Fuqua directs with the drabbest eye, never able to get around the tight quarters he's evidently shooting in. There's no sense of geography given for anyone who's never stepped foot in the building. The power gets cut in the White House early in the second act, making the action all that more difficult to see. When it's not hard enough tell what's going on from a lack of light, Fuqua chooses to shoot the action in so many closeup montages that it amounts to little more than flack jackets bouncing off of each other in the dark. One of those flack jackets is warn by Butler. The other is usually some random, Asian guy.
The director's talents are much better utilized in serious dramas that break out into violence here and there as in Training Day or Brooklyn's Finest. He does his very best bringing the brutality out in the action here, and Olympus Has Fallen may hold some kind of record for bloody head shots. This side of a zombie flick, anyway. Banning's signature maneuver is jamming knives through people's faces, so there's loads of that, as well. Unfortunately, without a certain level of excitement or intensity, the violence begins to grow ugly. By the time Yune's villain mercilessly beats a woman to a bloody mess, the film has effortlessly shifted from fun action to uncomfortable apathy.

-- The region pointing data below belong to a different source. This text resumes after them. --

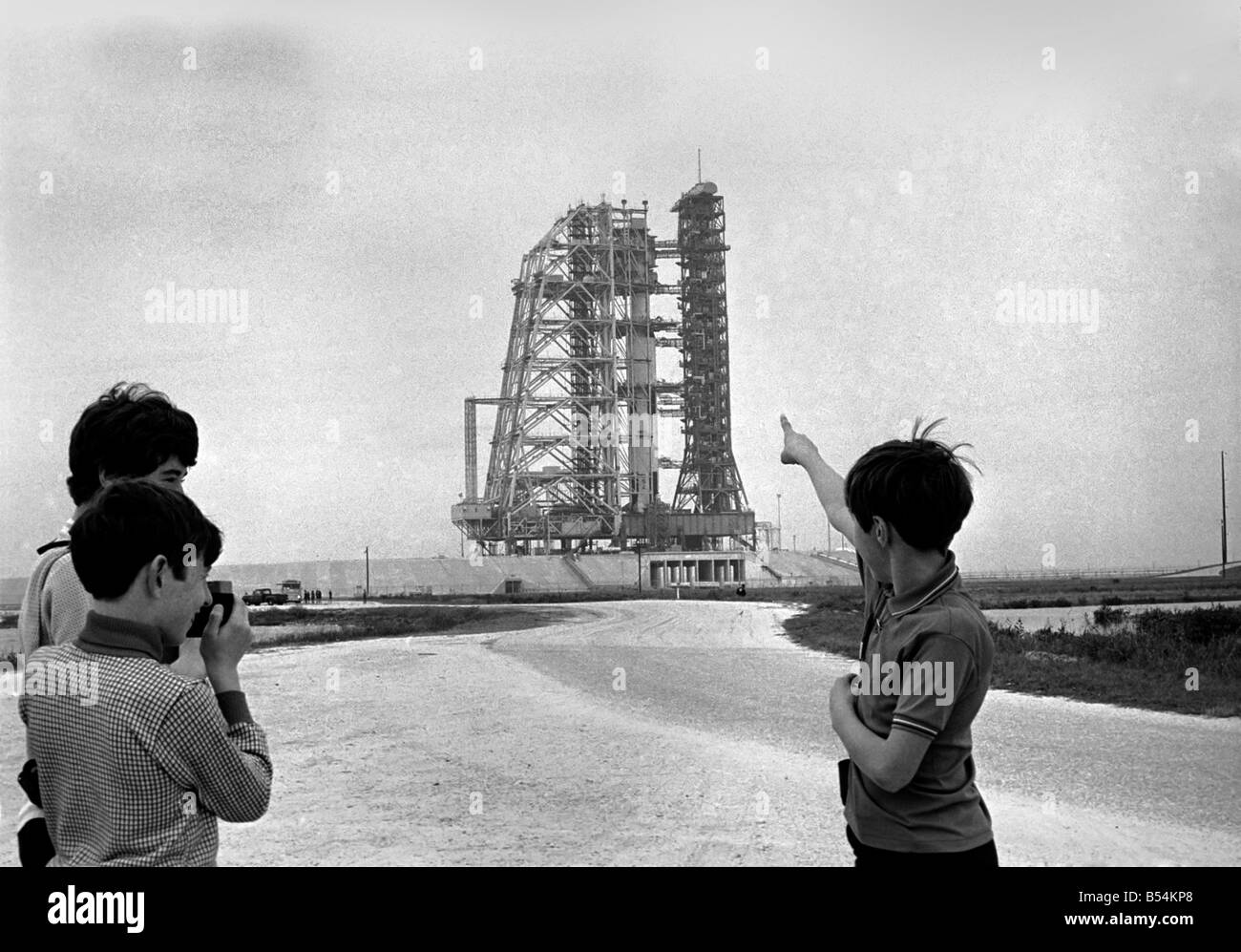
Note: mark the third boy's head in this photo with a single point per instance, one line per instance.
(907, 492)
(145, 550)
(131, 431)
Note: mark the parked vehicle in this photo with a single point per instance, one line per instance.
(264, 596)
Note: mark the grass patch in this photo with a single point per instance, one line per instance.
(1138, 661)
(305, 625)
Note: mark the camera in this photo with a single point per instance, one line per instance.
(221, 593)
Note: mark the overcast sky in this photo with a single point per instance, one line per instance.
(893, 175)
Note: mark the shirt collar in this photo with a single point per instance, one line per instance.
(943, 580)
(120, 637)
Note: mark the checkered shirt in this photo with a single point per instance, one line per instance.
(139, 777)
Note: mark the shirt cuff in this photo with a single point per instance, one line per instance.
(232, 705)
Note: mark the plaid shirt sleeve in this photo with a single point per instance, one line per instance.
(226, 764)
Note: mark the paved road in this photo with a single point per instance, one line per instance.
(678, 732)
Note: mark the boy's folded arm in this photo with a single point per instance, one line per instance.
(226, 760)
(892, 761)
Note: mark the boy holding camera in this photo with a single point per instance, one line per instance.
(140, 774)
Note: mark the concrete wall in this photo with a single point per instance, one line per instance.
(457, 576)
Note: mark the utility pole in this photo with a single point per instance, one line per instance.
(780, 528)
(1224, 522)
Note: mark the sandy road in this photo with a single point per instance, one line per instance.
(681, 732)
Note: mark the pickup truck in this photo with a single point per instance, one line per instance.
(265, 596)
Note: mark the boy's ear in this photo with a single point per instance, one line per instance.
(881, 530)
(159, 572)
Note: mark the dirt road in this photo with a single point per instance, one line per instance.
(679, 732)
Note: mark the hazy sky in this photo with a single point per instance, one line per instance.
(893, 174)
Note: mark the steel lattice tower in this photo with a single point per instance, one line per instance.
(574, 455)
(708, 480)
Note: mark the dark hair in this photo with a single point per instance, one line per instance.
(131, 521)
(128, 433)
(917, 484)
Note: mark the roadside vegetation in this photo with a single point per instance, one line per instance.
(1146, 659)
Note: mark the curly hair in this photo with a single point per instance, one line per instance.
(131, 521)
(129, 431)
(919, 485)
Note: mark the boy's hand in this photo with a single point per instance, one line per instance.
(223, 648)
(842, 699)
(798, 447)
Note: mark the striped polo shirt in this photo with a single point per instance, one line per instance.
(927, 657)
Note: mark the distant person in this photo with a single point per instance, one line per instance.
(129, 431)
(909, 783)
(140, 774)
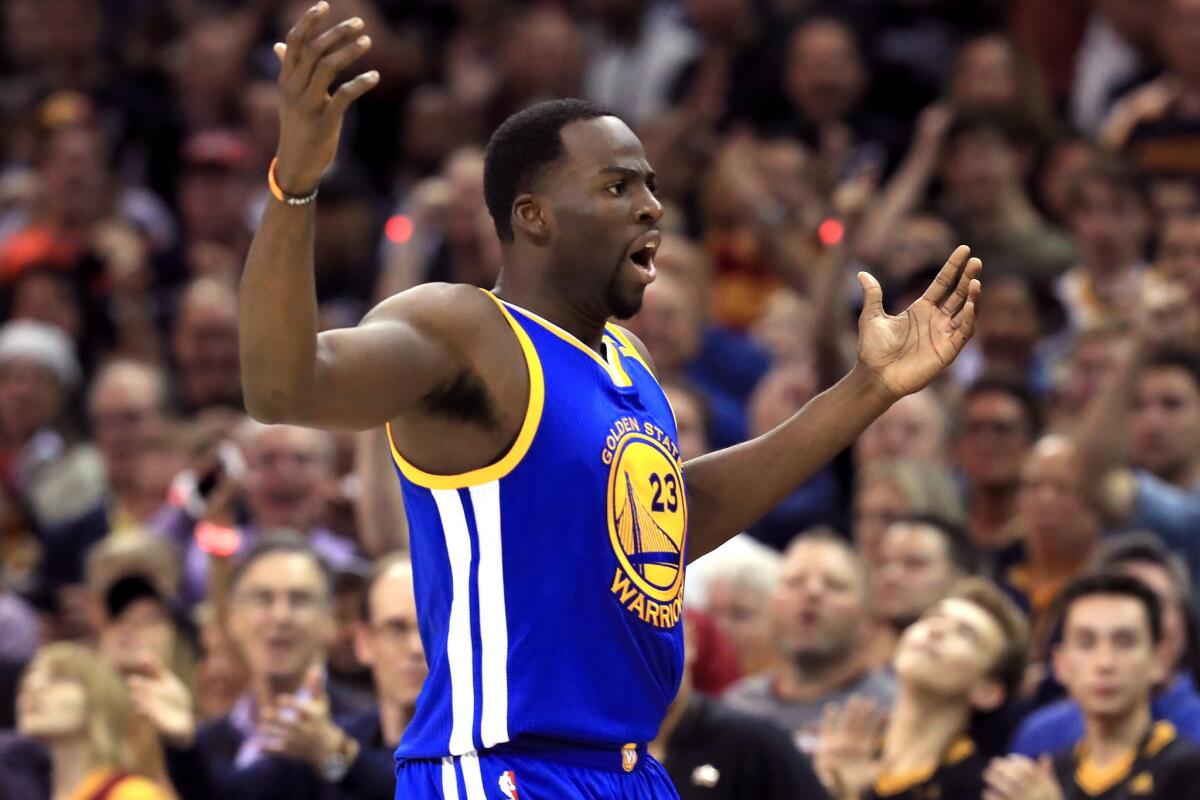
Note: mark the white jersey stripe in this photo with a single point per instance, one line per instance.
(449, 781)
(493, 625)
(472, 777)
(459, 647)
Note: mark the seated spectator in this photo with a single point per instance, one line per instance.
(921, 559)
(288, 475)
(47, 477)
(1060, 725)
(887, 491)
(984, 197)
(821, 611)
(712, 751)
(783, 392)
(126, 408)
(1150, 405)
(78, 708)
(1110, 218)
(673, 324)
(1060, 529)
(204, 348)
(738, 581)
(281, 620)
(1156, 125)
(1109, 661)
(913, 427)
(1007, 343)
(964, 656)
(999, 421)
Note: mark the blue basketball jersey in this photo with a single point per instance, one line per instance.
(550, 584)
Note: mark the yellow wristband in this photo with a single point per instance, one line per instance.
(289, 199)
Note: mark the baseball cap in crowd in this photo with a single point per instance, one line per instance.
(42, 343)
(217, 149)
(127, 590)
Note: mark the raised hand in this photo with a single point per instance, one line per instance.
(904, 353)
(311, 118)
(163, 699)
(846, 758)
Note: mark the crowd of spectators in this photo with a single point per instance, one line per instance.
(1003, 567)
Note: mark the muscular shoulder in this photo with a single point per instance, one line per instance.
(444, 307)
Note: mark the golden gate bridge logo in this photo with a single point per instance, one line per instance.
(651, 551)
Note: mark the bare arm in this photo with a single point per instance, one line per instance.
(355, 378)
(731, 488)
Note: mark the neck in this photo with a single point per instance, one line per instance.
(553, 306)
(394, 717)
(72, 762)
(1107, 739)
(679, 705)
(922, 728)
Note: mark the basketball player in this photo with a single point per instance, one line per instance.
(550, 513)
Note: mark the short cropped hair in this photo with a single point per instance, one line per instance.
(1109, 584)
(959, 547)
(378, 570)
(286, 543)
(522, 148)
(1009, 667)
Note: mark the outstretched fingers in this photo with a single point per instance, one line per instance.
(947, 277)
(961, 293)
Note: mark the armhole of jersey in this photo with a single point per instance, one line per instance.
(634, 352)
(629, 346)
(507, 462)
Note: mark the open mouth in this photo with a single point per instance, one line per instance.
(643, 251)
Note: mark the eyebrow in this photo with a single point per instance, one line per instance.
(628, 172)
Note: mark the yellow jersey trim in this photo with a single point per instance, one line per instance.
(1095, 780)
(1162, 734)
(507, 462)
(630, 350)
(897, 782)
(561, 334)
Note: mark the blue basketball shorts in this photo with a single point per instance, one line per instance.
(514, 775)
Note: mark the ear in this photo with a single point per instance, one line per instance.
(364, 649)
(987, 696)
(532, 216)
(1163, 666)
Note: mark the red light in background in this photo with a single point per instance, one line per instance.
(831, 232)
(399, 229)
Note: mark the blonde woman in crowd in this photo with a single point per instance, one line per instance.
(77, 707)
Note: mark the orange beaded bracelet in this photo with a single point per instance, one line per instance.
(291, 199)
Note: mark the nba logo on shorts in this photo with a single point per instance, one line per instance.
(509, 785)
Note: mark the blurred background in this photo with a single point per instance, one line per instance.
(796, 143)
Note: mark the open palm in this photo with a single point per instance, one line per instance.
(907, 350)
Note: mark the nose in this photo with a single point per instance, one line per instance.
(651, 210)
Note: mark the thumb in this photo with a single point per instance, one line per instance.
(315, 684)
(873, 296)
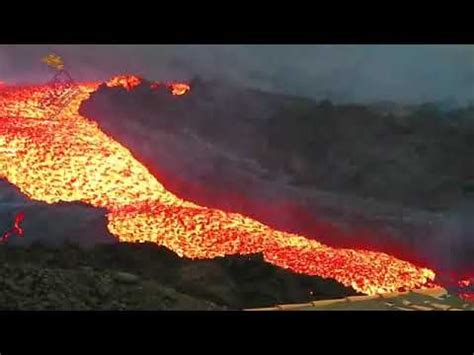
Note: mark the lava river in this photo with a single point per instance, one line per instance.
(56, 155)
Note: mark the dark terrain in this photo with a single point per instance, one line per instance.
(348, 175)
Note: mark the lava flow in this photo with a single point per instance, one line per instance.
(59, 155)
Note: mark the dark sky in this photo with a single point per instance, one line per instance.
(407, 73)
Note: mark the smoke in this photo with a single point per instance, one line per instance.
(357, 73)
(454, 237)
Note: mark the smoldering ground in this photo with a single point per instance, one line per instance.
(358, 73)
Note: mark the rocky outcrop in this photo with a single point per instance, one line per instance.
(51, 223)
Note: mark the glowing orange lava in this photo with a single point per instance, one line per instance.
(17, 229)
(127, 81)
(179, 89)
(66, 157)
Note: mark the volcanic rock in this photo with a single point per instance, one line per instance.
(52, 223)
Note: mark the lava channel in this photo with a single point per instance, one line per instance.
(52, 154)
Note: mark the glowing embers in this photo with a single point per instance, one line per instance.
(175, 88)
(70, 158)
(127, 81)
(16, 230)
(467, 289)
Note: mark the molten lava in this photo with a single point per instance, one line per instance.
(16, 230)
(127, 81)
(66, 157)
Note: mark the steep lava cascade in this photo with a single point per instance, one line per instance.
(57, 155)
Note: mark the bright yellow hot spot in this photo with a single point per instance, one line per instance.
(57, 155)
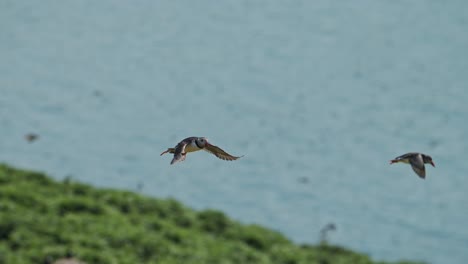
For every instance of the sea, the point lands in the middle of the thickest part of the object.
(317, 95)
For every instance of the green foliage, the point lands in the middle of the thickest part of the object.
(42, 220)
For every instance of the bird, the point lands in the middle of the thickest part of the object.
(416, 160)
(192, 144)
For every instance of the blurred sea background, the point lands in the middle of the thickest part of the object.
(318, 96)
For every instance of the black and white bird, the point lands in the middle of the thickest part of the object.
(416, 160)
(192, 144)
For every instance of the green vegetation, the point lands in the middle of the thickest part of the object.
(42, 220)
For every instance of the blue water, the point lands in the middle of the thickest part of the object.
(318, 96)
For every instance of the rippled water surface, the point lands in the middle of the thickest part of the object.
(318, 96)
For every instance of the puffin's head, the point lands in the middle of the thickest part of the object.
(428, 159)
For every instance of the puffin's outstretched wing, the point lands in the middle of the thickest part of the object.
(218, 152)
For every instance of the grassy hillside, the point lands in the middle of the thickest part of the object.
(42, 220)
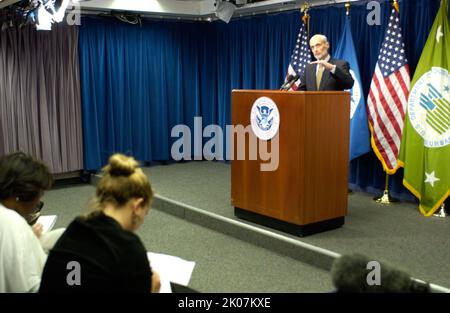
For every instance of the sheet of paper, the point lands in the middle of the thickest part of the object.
(171, 269)
(47, 221)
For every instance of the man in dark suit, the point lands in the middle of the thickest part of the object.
(326, 73)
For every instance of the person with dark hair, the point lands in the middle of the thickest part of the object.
(23, 180)
(100, 252)
(325, 73)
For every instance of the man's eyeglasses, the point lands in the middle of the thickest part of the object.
(33, 216)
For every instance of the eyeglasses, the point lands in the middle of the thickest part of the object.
(33, 216)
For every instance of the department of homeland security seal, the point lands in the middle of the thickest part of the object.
(429, 107)
(355, 95)
(265, 118)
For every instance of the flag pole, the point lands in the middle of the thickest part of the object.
(305, 18)
(386, 198)
(441, 212)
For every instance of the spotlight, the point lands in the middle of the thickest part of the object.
(225, 11)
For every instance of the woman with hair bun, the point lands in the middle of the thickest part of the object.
(100, 252)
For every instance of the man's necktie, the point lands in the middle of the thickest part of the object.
(319, 75)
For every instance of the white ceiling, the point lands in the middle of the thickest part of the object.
(187, 9)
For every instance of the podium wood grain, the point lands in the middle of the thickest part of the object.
(311, 182)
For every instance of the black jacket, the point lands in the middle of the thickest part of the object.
(340, 80)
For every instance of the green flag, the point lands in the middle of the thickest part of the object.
(425, 147)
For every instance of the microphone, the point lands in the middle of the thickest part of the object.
(351, 273)
(287, 82)
(296, 77)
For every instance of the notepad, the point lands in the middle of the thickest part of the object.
(171, 269)
(47, 221)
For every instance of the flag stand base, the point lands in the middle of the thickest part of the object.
(441, 212)
(385, 199)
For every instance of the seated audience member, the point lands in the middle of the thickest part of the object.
(23, 181)
(100, 252)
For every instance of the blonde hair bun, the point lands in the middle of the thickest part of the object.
(121, 165)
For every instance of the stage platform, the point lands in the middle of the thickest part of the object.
(199, 192)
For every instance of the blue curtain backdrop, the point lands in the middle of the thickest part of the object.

Olympus Has Fallen has the structural beats needed for a Die Hard ripoff, and, to a certain end, it's hard to say it doesn't succeed. What it fails at, though, is being an entertaining action movie, relying on too many derivations of familiar plot beats. So many single-location action movies have come and gone, and the success rate is all over the map. Olympus Has Fallen, unfortunately, falls and falls and falls to the low end of that particular scale. The direction gives us nothing to focus on when the screenplay is playing it dumb, and the performers, try as they might, just don't seem to be having any fun.
But, hey, there's always White House Down coming in June.